Transportation Research Part A: Policy and Practice ( IF 6.3 ) Pub Date : 2023-12-29 , DOI: 10.1016/j.tra.2023.103947 Qiao Peng , Yassine Bakkar , Liangpeng Wu , Weilong Liu , Ruibing Kou , Kailong Liu
Transportation systems are critical lifelines and vulnerable to various disruptions, including unforeseen social events such as public health crises, and have far-reaching social impacts such as economic instability. This paper aims to determine the key factors influencing the severity of traffic accidents in four different stages during the pre- and the post Covid-19 pandemic in Illinois, USA. For this purpose, a Random Forest-based model is developed, which is combined with techniques of explainable machine learning. The results reveal that during the pandemic, human perceptual factors, notably increased air pressure, humidity and temperature, play an important role in accident severity. This suggests that alleviating driver anxiety, caused by these factors, may be more effective in curbing crash severity than conventional road condition improvements.

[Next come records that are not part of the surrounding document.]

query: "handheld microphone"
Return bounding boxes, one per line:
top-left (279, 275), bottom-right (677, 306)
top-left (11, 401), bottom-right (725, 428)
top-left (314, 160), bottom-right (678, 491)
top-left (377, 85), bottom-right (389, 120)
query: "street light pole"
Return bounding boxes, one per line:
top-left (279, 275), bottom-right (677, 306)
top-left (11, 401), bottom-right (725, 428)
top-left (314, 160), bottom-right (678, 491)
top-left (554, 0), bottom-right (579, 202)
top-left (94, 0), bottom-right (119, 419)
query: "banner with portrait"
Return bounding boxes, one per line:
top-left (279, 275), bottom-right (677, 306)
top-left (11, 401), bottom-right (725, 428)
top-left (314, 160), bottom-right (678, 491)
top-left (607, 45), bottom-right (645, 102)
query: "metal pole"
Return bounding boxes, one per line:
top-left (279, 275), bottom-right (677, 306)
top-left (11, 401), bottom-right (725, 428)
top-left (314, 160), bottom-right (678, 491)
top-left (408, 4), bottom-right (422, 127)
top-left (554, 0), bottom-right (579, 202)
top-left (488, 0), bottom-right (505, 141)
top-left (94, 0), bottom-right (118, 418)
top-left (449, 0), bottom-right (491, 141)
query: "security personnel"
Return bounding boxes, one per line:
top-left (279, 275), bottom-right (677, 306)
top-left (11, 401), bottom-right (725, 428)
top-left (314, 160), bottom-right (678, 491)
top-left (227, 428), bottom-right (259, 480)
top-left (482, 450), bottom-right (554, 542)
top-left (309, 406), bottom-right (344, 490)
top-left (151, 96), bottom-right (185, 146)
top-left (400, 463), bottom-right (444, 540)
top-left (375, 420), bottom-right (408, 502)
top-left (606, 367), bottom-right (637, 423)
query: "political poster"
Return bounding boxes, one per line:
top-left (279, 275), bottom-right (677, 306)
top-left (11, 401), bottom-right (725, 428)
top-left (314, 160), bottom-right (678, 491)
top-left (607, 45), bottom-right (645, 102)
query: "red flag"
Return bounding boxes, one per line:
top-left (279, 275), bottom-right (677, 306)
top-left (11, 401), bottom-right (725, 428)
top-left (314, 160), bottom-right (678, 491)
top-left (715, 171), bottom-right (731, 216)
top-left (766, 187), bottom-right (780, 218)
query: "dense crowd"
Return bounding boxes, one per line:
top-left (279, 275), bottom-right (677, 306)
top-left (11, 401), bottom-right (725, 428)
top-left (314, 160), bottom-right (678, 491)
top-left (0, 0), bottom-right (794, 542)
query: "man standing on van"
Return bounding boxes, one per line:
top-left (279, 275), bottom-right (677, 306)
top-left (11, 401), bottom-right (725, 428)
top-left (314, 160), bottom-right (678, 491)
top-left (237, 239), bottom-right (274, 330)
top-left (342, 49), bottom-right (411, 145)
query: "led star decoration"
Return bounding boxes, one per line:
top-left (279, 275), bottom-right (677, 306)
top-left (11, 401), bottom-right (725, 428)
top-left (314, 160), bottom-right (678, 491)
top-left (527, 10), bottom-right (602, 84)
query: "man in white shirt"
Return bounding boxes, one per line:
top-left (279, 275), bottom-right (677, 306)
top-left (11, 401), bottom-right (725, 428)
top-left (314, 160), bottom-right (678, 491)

Further analysis shows that the pandemic leads notable shifts in residents' daily travel time and accident-prone spatial segments, indicating the need for increased regulatory measures. Our findings provide new insights for policy makers seeking to improve transportation resilience during disruptive events.
中文翻译:
Covid-19 不确定性下的交通弹性:交通严重性分析
交通系统是重要的生命线,容易受到各种干扰,包括公共卫生危机等不可预见的社会事件,并产生经济不稳定等深远的社会影响。本文旨在确定影响美国伊利诺伊州 Covid-19 大流行前后四个不同阶段交通事故严重程度的关键因素。为此,开发了基于随机森林的模型,该模型与可解释的机器学习技术相结合。结果表明,在大流行期间,人类感知因素,特别是气压、湿度和温度的升高,在事故严重程度中发挥着重要作用。这表明,减轻由这些因素引起的驾驶员焦虑可能比传统的路况改善更有效地控制碰撞严重程度。进一步分析表明,疫情导致居民日常出行时间和事故易发空间区域发生显着变化,表明需要加强监管措施。我们的研究结果为寻求提高破坏性事件期间运输弹性的政策制定者提供了新的见解。